From the industry reaction to Australia’s overseas aid budget, one might have thought Canberra’s cruel bean-counters are intentionally starving Third World orphans. The budget announcement of keeping foreign aid at around 0.35% of gross national income, or almost $5.6 billion, reflects a stepping down from a forecast increase in aid to 0.38%, but still represents an overall 4% increase in available funds.

In an era of broad budgetary restraint, this not unreasonable outcome reflects commitments given by Australia in order to secure its seat on the UN Security Council last October. It also reflects a shift away from the “hard power” of Defence, with the Iraq war drifting into history, Timor-Leste no longer active, Solomons concluding and Afghanistan looking to an end. The security emphasis now is on “soft” and “secret” power, with diplomacy drifting.

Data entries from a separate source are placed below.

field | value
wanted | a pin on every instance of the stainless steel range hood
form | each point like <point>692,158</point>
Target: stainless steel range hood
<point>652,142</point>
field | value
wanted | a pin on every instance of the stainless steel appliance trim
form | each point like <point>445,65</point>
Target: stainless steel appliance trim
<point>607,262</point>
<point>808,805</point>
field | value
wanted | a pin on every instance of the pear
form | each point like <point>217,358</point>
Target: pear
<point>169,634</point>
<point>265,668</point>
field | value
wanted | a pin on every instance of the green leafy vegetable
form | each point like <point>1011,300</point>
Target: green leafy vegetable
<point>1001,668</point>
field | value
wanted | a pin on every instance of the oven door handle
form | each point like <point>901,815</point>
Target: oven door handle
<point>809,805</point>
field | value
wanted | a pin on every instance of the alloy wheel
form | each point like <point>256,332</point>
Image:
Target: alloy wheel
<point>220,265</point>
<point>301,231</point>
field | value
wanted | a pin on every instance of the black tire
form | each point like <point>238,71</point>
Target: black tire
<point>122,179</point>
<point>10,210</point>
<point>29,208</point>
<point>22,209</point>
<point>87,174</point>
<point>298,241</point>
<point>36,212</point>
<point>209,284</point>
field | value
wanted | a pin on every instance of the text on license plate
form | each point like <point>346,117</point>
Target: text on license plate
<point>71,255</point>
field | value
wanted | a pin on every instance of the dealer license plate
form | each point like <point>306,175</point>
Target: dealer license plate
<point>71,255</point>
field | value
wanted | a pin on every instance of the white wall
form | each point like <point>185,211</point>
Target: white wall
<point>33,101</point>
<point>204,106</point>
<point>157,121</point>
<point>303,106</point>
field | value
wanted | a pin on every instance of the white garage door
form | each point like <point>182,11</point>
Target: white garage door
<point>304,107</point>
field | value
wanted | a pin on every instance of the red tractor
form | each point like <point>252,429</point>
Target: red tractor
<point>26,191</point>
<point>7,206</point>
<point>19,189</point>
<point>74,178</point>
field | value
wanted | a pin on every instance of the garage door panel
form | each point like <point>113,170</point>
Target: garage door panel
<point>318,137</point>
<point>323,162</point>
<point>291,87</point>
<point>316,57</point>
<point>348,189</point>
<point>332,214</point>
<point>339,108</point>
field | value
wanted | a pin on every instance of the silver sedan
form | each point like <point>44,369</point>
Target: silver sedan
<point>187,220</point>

In order not to further alienate Labor’s Left, the government has capped aid funds allocated to housing asylum seekers at 7% of the aid budget, at $375 million. Australia’s commitment to the UN’s millennium development goal of 0.5% of gross national income by 2015 has now been “deferred” to 2016-17. This target will now require an extra — and improbable — $1 billion a year for the next four years.

Of the more aspirational commitment to the OECD’s 2002 Monterey Agreement to allocate 0.7% of GDP to foreign aid by 2015, only Sweden, Norway, Denmark and the Netherlands have met that goal. Australia is outside the top 10 OECD aid providers by GDP. There is, however, some small comfort in still being well ahead of Japan and the United States.

Australia’s aid recipients are unlikely to protest about the deferral of intended aid increases. Indonesia — Australia’s largest aid recipient — does not care too much about Australian aid in any case. For some in Indonesia, Australian aid is viewed through a paranoid lens as a mechanism for some vague ulterior agenda. From Australia’s perspective, aid simply helps secure a seat at Indonesia’s diplomatic table.

Papua New Guinea is more concerned about Australian aid, mostly because it so poorly manages its domestic budget and needs all the help it can get. Some less critical Australian aid programs to Timor-Leste have been deferred, which otherwise remains high on Australia’s aid priority list.

Tightening has hurt Australian diplomacy through funding of Australia’s embassies. DFAT’s departmental appropriations have survived this budget with a minor spending increase of $43 million to just under $1.5 billion. But this will come as cold comfort to many Australian diplomats, given the reduction in spending over recent years.

Australia’s two new African embassies, in Dakar and Senegal, announced in the last budget, will be further funded by closing the embassy in Budapest. Given the critical role of exports, the Australian Trade Commission will have to do more with a little less, its budget down $13 million to $319 million.

Defence has, as was earlier known, taken a hit, losing just over $2 billion to $22 billion, reflecting Australia’s shifting security focus. That less visible branch of Australian security, the Australian Secret Intelligence Service, received another healthy budget increase, of more than 11.7%, from $211 million to almost $248 million. It is, it seems, a good time to be a spy.

*Professor Damien Kingsbury is director of the Centre for Citizenship, Development and Human Rights at Deakin University. He is co-author of International Development: Issues and Challenges (Palgrave, 2nd ed. 2012) and editor of Critical Reflections on Development (Palgrave 2013).